A study of three hundred years of medieval Franciscan history that focuses on martyrdom
While hagiographies tell of Christian martyrs who have died in an astonishing number of ways and places, slain by members of many different groups, martyrdom in a Franciscan context generally meant death at Muslim hands; indeed, in Franciscan discourse, "death by Saracen" came to rival or even surpass other definitions of what made a martyr. The centrality of Islam to Franciscan conceptions of martyrdom becomes even more apparent—and problematic—when we realize that many of the martyr narratives were largely invented. Franciscan authors were free to choose the antagonist they wanted, Christopher MacEvitt observes, and they almost always chose Muslims. However, martyrdom in Franciscan accounts rarely leads to conversion of the infidel, nor is it accompanied, as is so often the case in earlier hagiographical accounts, by any miraculous manifestation.
If the importance of preaching to infidels was written into the official Franciscan Rule of Order, the Order did not demonstrate much interest in conversion, and the primary efforts of friars in Muslim lands were devoted to preaching not to the native populations but to the Latin Christians—mercenaries, merchants, and captives—living there.
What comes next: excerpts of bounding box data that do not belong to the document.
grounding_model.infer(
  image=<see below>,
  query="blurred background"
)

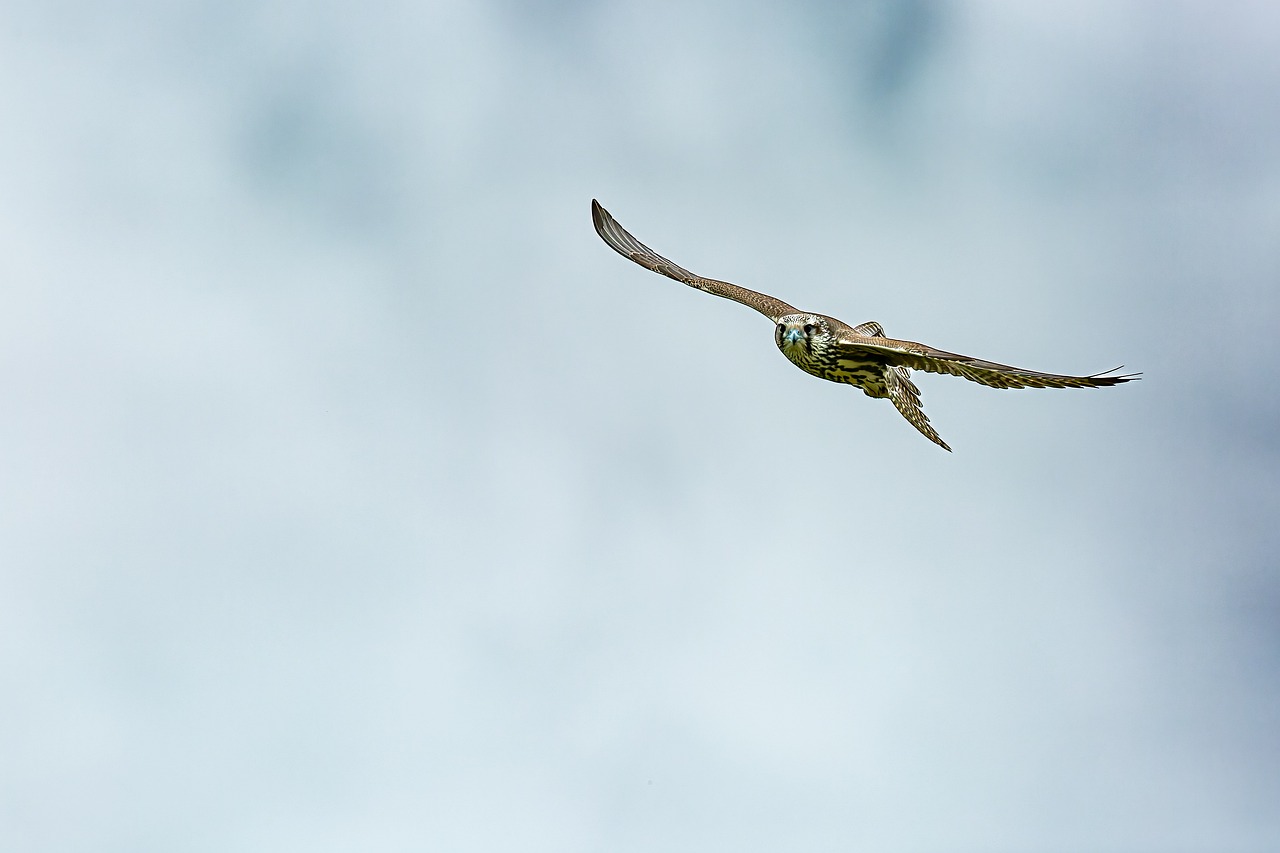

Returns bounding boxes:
[0,0,1280,852]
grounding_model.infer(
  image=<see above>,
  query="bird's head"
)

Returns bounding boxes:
[773,314,832,359]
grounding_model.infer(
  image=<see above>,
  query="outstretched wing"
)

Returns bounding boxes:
[591,199,797,323]
[840,334,1139,389]
[884,368,951,452]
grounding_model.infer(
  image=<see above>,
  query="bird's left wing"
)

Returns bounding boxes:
[840,333,1139,389]
[591,199,796,323]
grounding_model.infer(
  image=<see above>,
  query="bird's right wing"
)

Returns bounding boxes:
[591,199,797,323]
[840,334,1138,388]
[884,368,951,451]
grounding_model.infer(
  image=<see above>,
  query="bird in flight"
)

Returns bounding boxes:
[591,199,1138,451]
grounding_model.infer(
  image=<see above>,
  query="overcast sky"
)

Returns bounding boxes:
[0,0,1280,853]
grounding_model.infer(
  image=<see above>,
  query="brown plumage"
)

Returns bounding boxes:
[591,199,1138,451]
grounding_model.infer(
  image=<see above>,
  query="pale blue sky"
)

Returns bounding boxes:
[0,0,1280,853]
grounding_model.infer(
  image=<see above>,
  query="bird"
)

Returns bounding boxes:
[591,199,1142,452]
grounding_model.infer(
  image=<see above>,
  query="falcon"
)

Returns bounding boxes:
[591,199,1139,451]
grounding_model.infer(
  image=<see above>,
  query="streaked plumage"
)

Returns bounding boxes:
[591,199,1138,451]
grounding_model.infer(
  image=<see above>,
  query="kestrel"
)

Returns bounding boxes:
[591,199,1138,451]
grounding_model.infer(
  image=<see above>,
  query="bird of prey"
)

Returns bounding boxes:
[591,199,1138,451]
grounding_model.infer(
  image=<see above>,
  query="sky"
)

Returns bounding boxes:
[0,0,1280,853]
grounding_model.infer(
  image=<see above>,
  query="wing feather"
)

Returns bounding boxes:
[591,199,797,323]
[840,336,1140,388]
[884,368,951,452]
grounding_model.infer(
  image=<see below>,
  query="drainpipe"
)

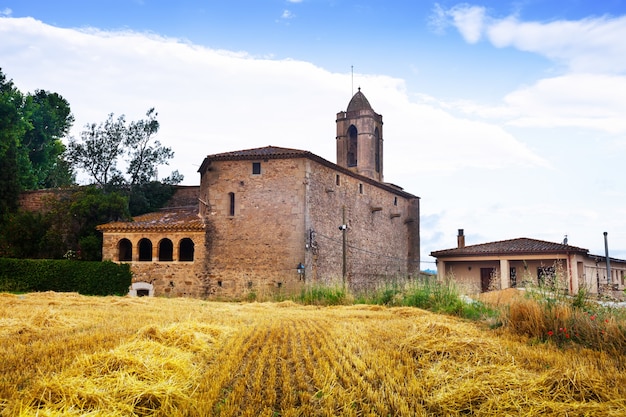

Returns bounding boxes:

Franciscan attitudes toward conversion and martyrdom changed dramatically in the beginning of the fourteenth century, however, when accounts of the martyrdom of four Franciscans said to have died while preaching in India were written. The speed with which the accounts of their martyrdom spread had less to do with the world beyond Christendom than with ecclesiastical affairs within, MacEvitt contends. The Martyrdom of the Franciscans shows how, for Franciscans, martyrdom accounts could at once offer veiled critique of papal policies toward the Order, a substitute for the rigorous pursuit of poverty, and a symbolic way to overcome Islam by denying Muslims the solace of conversion.